Panthers Upset Rams to Stay Alive in Playoff Hunt
The Carolina Panthers are revitalized under coach Dave Canales, keeping their playoff hopes alive after defeating the Los Angeles Rams with strong performances from Bryce Young and a vastly improved defense.
The Carolina Panthers knocked off the top-ranked Los Angeles Rams on Sunday, a stunning result that validates their resurrection under coach Dave Canales and keeps their playoff hopes alive heading into the bye week. At 7-6, Carolina has already matched the total wins from the previous two seasons combined.
The question now is simple: Can the Panthers do more than tread water? With four games remaining, they control their destiny—statistically unlikely at just a 22% playoff probability according to The Athletic's simulator, but mathematically possible.
They Have a Simple Path
Two of Carolina's final three games come against Tampa Bay, which sits a half-game ahead in the NFC South. Sweep the Buccaneers in Weeks 16 and 18, then win either at New Orleans in Week 15 or at home against Seattle in Week 17, and the Panthers take the division at 10-7 with the head-to-head tiebreaker.
It won't be easy. Tampa Bay has won nine of the last 10 meetings, including a 48-14 rout in December 2024. Without that sweep, Carolina would need Tampa Bay to collapse against New Orleans, Atlanta, and Miami—unlikely. A wild card bid at 10-7 would require Seattle, Chicago, and Dallas to lose multiple games plus a Detroit loss.
They're Beating Good Teams
For weeks, Carolina's 4-4 record was dismissible: the Panthers hadn't beaten anyone with a winning record. That changed with a road win over Green Bay, then Sunday's statement against the Rams. Carolina's defense forced three turnovers from Matthew Stafford, who had accumulated just four in the previous 12 weeks.
The Panthers remain wildly inconsistent. They followed the Green Bay win with a loss to 30th-ranked New Orleans. Their 1-3 start included defeats to Arizona and two teams—New England and Buffalo—that beat them by 29 or more points. They dismantled Atlanta 30-0 yet have shown they can collapse just as spectacularly.
But they're also a confident team. Sunday's win included two fourth-down touchdowns, part of a league-leading trend: Carolina has attempted 30 fourth-down conversions this season and converted 21 of them for a 70% success rate—a stark contrast to 2023, when desperation drove their league-leading attempts but yielded only a 4% conversion rate.
Their Defense Is Vastly Improved
Under coordinator Ejiro Evero's continued leadership, the Panthers have transformed from historically bad to merely middle-of-the-pack defensively.
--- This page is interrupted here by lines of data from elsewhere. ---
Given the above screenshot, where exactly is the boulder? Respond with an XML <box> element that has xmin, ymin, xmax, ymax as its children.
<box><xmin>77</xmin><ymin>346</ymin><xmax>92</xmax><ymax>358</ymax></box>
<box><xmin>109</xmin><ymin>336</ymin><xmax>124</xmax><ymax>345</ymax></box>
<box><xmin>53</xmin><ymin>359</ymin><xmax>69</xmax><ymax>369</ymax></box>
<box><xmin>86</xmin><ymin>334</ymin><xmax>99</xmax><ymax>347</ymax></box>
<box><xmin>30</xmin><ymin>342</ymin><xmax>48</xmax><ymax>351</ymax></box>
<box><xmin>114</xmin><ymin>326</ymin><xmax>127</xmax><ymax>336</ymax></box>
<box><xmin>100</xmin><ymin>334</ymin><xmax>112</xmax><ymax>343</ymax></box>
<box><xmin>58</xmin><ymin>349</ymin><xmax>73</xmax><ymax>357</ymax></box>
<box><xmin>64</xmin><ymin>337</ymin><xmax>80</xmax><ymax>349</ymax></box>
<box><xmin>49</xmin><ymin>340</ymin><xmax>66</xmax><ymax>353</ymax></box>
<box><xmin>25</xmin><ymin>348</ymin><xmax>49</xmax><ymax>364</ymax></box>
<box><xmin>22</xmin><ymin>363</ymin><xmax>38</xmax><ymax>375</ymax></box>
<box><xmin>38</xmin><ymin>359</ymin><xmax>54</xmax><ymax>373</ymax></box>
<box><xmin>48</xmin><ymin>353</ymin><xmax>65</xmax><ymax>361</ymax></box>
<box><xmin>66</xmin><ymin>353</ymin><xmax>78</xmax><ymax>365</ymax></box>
Last season, they ranked dead last in scoring defense, allowing nearly four points per game more than any other team and surrendering over 400 yards per game.
This year: 15th in scoring defense, 18th in total defense—an 8.6 point and 73-yard improvement per game. They've already matched last season's total takeaways.
The 1-2 Punch at Running Back Has Thrived
Rico Dowdle and Chuba Hubbard each have over 400 rushing yards—a distinction shared by only five other NFL teams, all with winning records: Chicago, Detroit, Houston, Los Angeles, and Seattle.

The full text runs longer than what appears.